Problem: Software which is written so that multiple agents can modify the same shared unaligned memory location at the same time may experience a memory ordering issue if multiple loads access this shared data shortly thereafter.

Exposure to this problem requires the use of a data write which spans a cache line boundary.

Implication: This erratum may cause loads to be observed out of order. Intel has not observed this erratum with any commercially available software or system.

Workaround: Software should ensure at least one of the following is true when modifying shared data by multiple agents:

  • The shared data is aligned

  • Proper semaphores or barriers are used in order to prevent concurrent data accesses.

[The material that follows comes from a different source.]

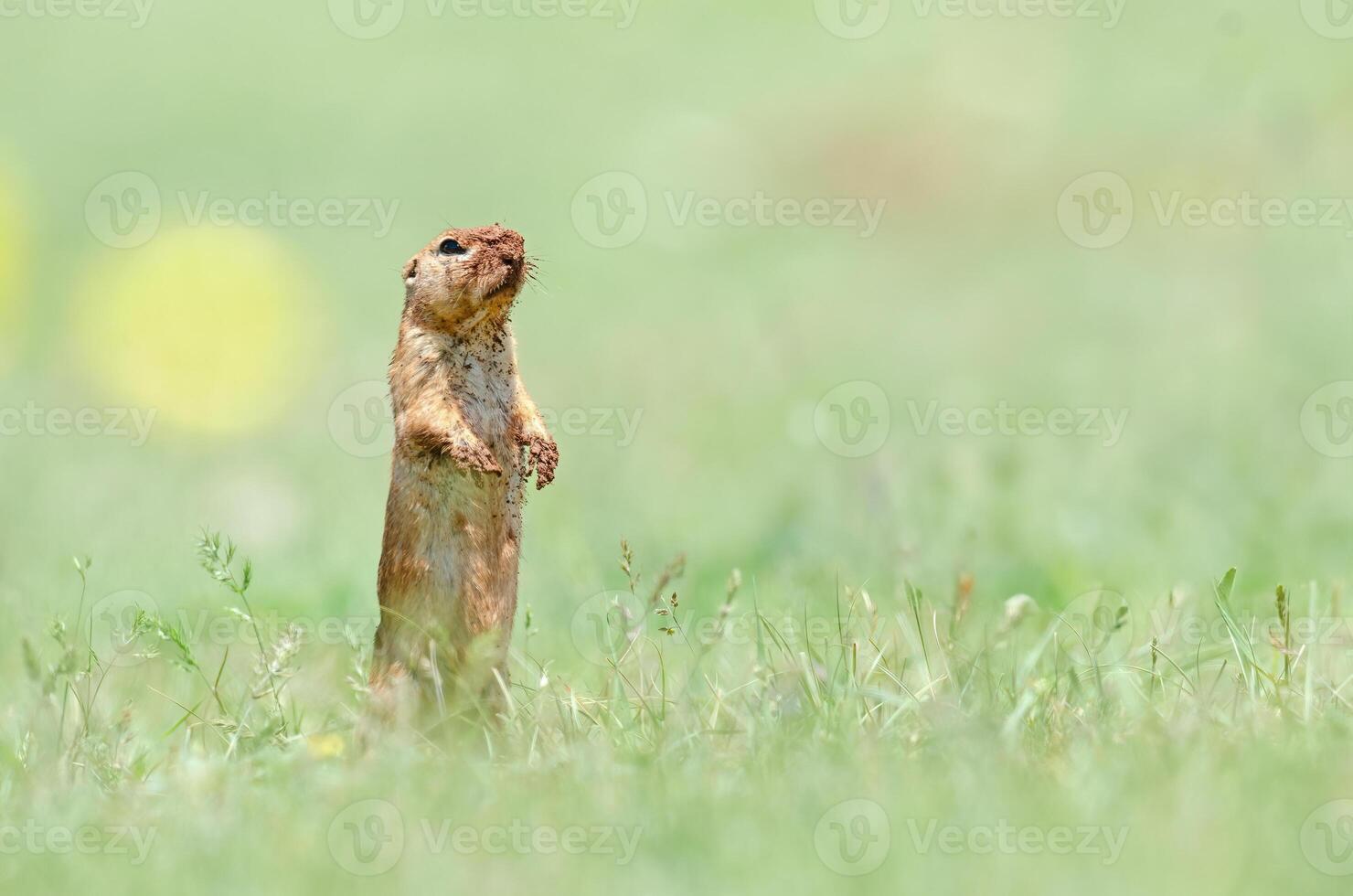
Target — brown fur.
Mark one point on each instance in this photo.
(467, 437)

Status: For the steppings affected, see the Summary Tables of Changes. 

AI59. REP MOVS/STOS Executing with Fast Strings Enabled and Crossing Page Boundaries with Inconsistent Memory Types may use an Incorrect Data Size or Lead to Memory-Ordering Violations.

Problem: Under certain conditions as described in the Software Developers Manual section “Out-of-Order Stores For String Operations in Pentium 4, Intel Xeon, and P6 Family Processors” the processor performs REP MOVS or REP STOS as fast strings. Due to this erratum fast string REP MOVS/REP STOS instructions that cross page boundaries from WB/WC memory types to UC/WP/WT memory types, may start using an incorrect data size or may observe memory ordering violations.

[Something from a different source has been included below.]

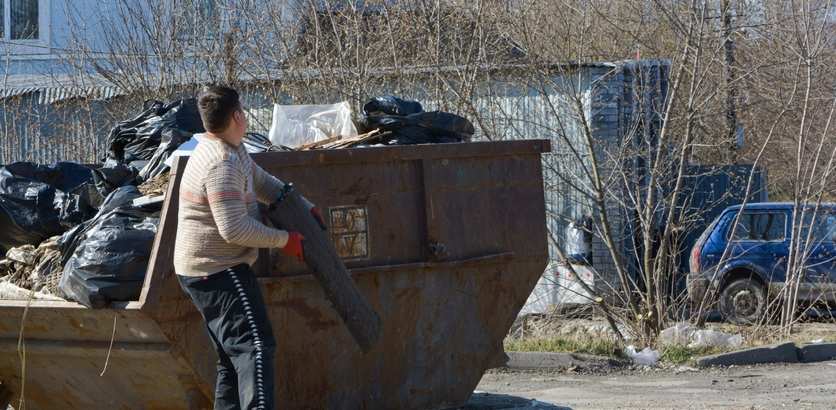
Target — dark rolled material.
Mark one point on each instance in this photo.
(293, 213)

Implication: Upon crossing the page boundary the following may occur, dependent on the new page memory type:

  • UC the data size of each write will now always be 8 bytes, as opposed to the
original data size.
  • WP the data size of each write will now always be 8 bytes, as opposed to the
original data size and there may be a memory ordering violation.
  • WT there may be a memory ordering violation.

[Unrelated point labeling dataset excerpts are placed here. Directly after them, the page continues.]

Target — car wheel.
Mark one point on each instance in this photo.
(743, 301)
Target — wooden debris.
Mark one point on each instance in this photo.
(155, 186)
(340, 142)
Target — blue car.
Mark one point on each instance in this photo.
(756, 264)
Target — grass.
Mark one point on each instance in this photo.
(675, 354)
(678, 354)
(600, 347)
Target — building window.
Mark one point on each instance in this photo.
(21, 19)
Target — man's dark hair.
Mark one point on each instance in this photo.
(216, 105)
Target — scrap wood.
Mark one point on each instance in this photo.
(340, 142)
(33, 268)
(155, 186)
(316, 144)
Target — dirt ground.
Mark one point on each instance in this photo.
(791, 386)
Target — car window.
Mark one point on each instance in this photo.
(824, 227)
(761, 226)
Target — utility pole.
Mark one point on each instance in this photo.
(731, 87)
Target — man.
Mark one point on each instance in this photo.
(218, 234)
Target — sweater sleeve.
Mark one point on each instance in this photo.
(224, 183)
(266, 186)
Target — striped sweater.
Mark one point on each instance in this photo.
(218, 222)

Workaround: Software should avoid crossing page boundaries from WB or WC memory type to UC, WP or WT memory type within a single REP MOVS or REP STOS instruction that will execute with fast strings enabled.

Status: For the steppings affected, see the Summary Tables of Changes.

To further elaborate let’s again go back to before the Core2 launch.

AMD had the Athlon 64 x2 line and was kicking ass.

Performance from Intel wasn’t always 100% on top of the charts and that’s no good. Something was brewing at Intel and that thing was their cache performance. If Intel could predict code branches more effectively and use cache lines with a little less strict sense they could eek out that performance they needed. If security might be compromised a good way to misinform the public would be to tell programmers that they just need to change the way they do things from here on in. Maybe no one will look?

Cache performance has always been a thing that I praise Intel for. I’m very sure without that certain things wouldn’t be so performant when in comparison to AMD and Zen. People always use the term “Microarchitecture” improvements and never really expand on what that means. Maybe we get more special instructions or cores or “its just faster”. But back in the day this improvement I’m about to show you is pretty unreal.

YAY back on top of the charts! But wait, what is this?

HOW MANY BUGS? Oh, but its way faster right? Yeah? Ok cool. Faster is great! But… bugs… exploits… and an underlying teaching of an industry of programmers to change how they operate. Intel has historically used their position to be a bully and use not so prudent methods of design in order to achieve performance that is unmatched.

How does AMD get away from this unscathed? They’ve been the good naive kid at school that isn’t cheating or drinking or doing drugs.


There is another company that got wise to this and that is Qualcomm and their new Snapdragon 845 which has enhanced branch prediction and I assume it also doesn’t waste clock cycles on all this security checking nonsense. As you know, to be king you must gain performance at all costs.